El sistema de pesos y contrapesos les genera desgaste y no están dispuestos a debatir porque su concepción autoritaria no lo permite
El siglo XX fue el de los dictadores, el fascismo, el nazismo, el comunismo y el socialismo. Ningún país escapó a alguna de esas tendencias, la mayoría aupadas por ciudadanos cansados de absolutismos monárquicos que no dejaban mucho margen de actuación política ni aires de libertad. No fue si no hasta el último cuarto del pasado siglo que la mayoría de países occidentales tornaron a sistemas democráticos más o menos eficientes que abrieron paso a lo que se denominó democracia liberal.
Sin embargo, la llegada del siglo XXI evidenció aquello de que la libertad se gana cada día y que nada de lo conseguido es permanente. En el particular caso de América latina, aparecieron personajes como Chávez, seguido por otros: Correa, los Kitchner, Evo Morales y más recientemente Bolsonaro, Trump, AMLO y Bukele. Una suerte de autoritarios que, subidos al burro del populismo, han aprovechado la frustración de millones de ciudadanos cansados de sistemas democráticos que no satisfacen sus expectativas. Todo ello hace renacer la tesis de Juan Linz sobre los sistemas presidencialistas y su fracasado diseño.
Los autoritarismos populistas se han caracterizado por, al menos, dos cosas: el acaparamiento del poder y la presencia religiosa -extrema o conservadora- en la mayoría de las ocasiones. Ya en el siglo pasado tanto Fujimori, en Perú, como Serrano Elías, en Guatemala, dieron muestras de esas tendencias que ahora se perciben más habituales y acomodadas a los tiempos, pero que tienen el mismo efecto devastador.
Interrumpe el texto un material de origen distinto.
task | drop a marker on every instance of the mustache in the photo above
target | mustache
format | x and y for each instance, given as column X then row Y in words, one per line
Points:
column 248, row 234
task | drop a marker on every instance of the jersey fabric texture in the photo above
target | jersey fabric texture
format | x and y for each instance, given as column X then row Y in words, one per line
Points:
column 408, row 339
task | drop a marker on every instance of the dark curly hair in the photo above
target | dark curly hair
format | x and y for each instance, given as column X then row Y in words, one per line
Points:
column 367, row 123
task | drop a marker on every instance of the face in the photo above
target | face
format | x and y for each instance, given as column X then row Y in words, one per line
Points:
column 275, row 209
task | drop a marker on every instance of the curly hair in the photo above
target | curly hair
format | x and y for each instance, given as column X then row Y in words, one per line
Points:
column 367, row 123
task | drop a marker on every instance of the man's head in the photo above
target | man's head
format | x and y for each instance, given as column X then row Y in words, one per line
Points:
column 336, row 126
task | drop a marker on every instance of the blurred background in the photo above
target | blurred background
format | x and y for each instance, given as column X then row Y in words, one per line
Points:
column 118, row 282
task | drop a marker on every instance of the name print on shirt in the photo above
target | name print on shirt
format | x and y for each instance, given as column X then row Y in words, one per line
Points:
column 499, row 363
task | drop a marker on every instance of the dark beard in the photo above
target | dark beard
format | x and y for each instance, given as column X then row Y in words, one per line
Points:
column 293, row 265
Entre el actuar de los personajes citados y la dictadura más férrea solo es cuestión de tiempo, tal y como muestra Venezuela, un ejemplo a no seguir que permite visualizar hacia donde caminan ciertos liderazgos.
El modus operandi ha sido igualmente seguido por todos: la llegada al poder en momentos de crisis y la promesa de acciones contundentes propuestas desde una tribuna nacionalista, sea en temas de seguridad o en desarrollo económico. La presencia divina en los discursos, las oraciones como elemento de comunión ciudadana y la exaltación patriótica, también son ejes sobre los que se ha construido el modelo, además del desprecio y condena a los medios de comunicación para evitar que evidencien tales barbaridades; todos, además, cruzaron la línea del respeto a valores y principios democráticos. En Venezuela, Chávez implementó la ley de habilitación, antigua forma de tomar el poder total que Hitler adoptó, y el resto de personajes citados han seguido la misma ruta de pasar, directa o indirectamente, por encima de los poderes Legislativo y Judicial. El sistema de pesos y contrapesos les genera desgaste y no están dispuestos a debatir porque su concepción autoritaria no lo permite.
El caso más reciente, el de Bukele en El Salvador, es más de lo mismo con el agregado del llamado emocional por medio de redes sociales y el uso del aparato militar-policial para ingresar a una Asamblea Legislativa legitimada igualmente en la urnas, “defecto” del que Linz advirtió en su análisis sobre la configuración de los sistemas presidencialistas. Por su parte la ciudadanía, exaltada por esa interminable espera de un líder que solucione los problema, grita y se enaltece sin advertir que en el próximo menú político ellos serán el plato principal del almuerzo, y para ser Nicaragua apenas hay un paso más. El debate regional sobre el tema sigue pospuesto y los organismos internacionales duermen plácidamente el sueño de los justos al cerrar los ojos a una frecuente realidad. Al final, una debacle anunciada será seguramente el punto de indignación de lo que ya se sabe ocurrirá.
El siglo XXI ya tiene su propio estigma: el de los populismos.